Por su parte, Antonio Kattan, quien guarda arresto domiciliario acusado de planear el asesinato del expresidente Manuel Zelaya Rosales, aseguró que fue señalado sin pruebas. Relató que su detención respondió, según dijo, a la necesidad de presentar un caso mediático, y afirmó que incluso fiscales le habrían indicado que no existían elementos suficientes en su contra, pero que actuaban por órdenes superiores.
Kattan describió las condiciones de su detención, asegurando que permaneció en máxima seguridad sin contacto con el exterior, lo que, según dijo, causó un fuerte impacto en su familia.
La fiscal Jessica Ninoska Matute ofreció uno de los testimonios más extensos, al relatar que su esposo, el fiscal Santiago René Moncada Tauseda, fue trasladado a La Mosquitia tras cuestionar la legalidad del nombramiento de Zelaya. Según afirmó, ese traslado marcó el inicio de un deterioro en su salud que no fue atendido adecuadamente.
Matute aseguró que su esposo fue sancionado y obligado a permanecer en condiciones adversas pese a presentar problemas médicos. Relató que su estado empeoró progresivamente hasta que falleció tras ser atropellado en febrero de este año en la colonia Hato de Enmedio, en Tegucigalpa, hecho que vinculó con el abandono institucional y las decisiones administrativas adoptadas en su contra.
Finalmente, la fiscal Claudia Paz declaró que fue removida de su cargo tras negarse a modificar un requerimiento fiscal en un caso contra el exalcalde Adán Fúnez.
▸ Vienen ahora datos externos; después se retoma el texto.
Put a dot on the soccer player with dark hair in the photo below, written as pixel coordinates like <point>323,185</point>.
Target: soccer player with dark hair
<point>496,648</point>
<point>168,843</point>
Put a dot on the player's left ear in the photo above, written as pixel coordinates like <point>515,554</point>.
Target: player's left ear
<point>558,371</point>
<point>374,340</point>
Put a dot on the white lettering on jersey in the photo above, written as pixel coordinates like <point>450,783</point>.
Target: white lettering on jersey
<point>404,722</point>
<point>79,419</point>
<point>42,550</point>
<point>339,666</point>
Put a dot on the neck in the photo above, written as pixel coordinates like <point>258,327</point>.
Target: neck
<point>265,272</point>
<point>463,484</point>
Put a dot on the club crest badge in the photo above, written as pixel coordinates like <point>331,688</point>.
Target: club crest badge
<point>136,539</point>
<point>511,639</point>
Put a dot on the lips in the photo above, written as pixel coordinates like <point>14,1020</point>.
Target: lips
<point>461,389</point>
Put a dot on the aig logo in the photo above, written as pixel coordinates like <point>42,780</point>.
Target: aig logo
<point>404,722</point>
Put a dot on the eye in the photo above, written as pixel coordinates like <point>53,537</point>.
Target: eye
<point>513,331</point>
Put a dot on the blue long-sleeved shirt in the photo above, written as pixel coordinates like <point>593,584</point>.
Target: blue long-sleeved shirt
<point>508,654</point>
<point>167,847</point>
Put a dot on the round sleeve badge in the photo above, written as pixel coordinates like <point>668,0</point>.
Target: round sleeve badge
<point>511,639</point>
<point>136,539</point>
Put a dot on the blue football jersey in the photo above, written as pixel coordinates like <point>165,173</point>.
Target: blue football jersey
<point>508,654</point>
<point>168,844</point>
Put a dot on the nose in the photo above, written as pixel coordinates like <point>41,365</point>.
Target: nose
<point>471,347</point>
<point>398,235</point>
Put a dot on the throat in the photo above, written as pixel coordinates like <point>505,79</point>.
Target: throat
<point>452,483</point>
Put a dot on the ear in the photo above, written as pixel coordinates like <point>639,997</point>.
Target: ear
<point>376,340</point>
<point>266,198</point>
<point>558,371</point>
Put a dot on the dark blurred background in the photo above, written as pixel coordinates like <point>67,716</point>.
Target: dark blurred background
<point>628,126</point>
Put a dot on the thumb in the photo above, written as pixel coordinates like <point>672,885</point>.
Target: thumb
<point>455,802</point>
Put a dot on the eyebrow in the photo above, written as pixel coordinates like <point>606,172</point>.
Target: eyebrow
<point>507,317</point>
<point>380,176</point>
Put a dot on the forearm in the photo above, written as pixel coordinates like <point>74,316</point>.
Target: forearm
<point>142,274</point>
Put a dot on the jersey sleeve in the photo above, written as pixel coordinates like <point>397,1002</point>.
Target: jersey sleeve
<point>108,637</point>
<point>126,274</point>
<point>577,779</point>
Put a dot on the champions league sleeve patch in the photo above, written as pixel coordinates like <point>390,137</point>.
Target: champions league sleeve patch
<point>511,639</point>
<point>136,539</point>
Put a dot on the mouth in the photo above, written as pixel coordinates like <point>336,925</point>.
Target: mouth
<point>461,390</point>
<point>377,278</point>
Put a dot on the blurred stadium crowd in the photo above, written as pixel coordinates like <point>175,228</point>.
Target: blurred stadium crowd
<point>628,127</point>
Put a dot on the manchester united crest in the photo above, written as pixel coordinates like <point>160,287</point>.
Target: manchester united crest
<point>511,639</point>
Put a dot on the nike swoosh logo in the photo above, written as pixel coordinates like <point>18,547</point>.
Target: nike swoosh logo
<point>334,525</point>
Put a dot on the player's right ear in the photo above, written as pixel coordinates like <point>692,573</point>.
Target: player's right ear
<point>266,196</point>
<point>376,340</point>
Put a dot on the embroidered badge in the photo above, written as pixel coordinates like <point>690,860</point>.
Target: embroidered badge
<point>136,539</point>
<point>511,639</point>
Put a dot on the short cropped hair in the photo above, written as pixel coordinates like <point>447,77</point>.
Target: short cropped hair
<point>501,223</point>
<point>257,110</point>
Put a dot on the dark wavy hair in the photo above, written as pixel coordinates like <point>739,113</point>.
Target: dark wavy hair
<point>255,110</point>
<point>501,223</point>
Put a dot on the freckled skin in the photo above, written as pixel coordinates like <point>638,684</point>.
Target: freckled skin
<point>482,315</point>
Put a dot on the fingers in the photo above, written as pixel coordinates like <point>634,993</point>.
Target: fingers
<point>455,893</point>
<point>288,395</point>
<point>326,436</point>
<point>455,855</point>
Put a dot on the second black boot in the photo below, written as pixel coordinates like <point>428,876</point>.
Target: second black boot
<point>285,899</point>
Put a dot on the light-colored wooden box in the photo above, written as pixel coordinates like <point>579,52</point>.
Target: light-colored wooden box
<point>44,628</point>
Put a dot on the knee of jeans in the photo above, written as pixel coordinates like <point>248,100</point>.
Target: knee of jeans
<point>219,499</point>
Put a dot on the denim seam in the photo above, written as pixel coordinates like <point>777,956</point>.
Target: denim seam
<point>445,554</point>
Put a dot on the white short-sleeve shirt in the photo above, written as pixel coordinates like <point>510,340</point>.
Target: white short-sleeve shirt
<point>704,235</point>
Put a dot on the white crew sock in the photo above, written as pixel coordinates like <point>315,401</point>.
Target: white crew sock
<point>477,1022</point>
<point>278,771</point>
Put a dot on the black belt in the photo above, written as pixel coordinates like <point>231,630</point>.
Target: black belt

Según indicó, recibió presiones directas y posteriormente fue sometida a acciones disciplinarias por desobedecer órdenes superiores.
La audiencia de testigos se desarrolló tras la comparecencia del fiscal suspendido y forma parte de la etapa de investigación del juicio político, cuyo informe será posteriormente remitido al pleno del Congreso Nacional, instancia que decidirá si Zelaya es destituido o restituido en el cargo.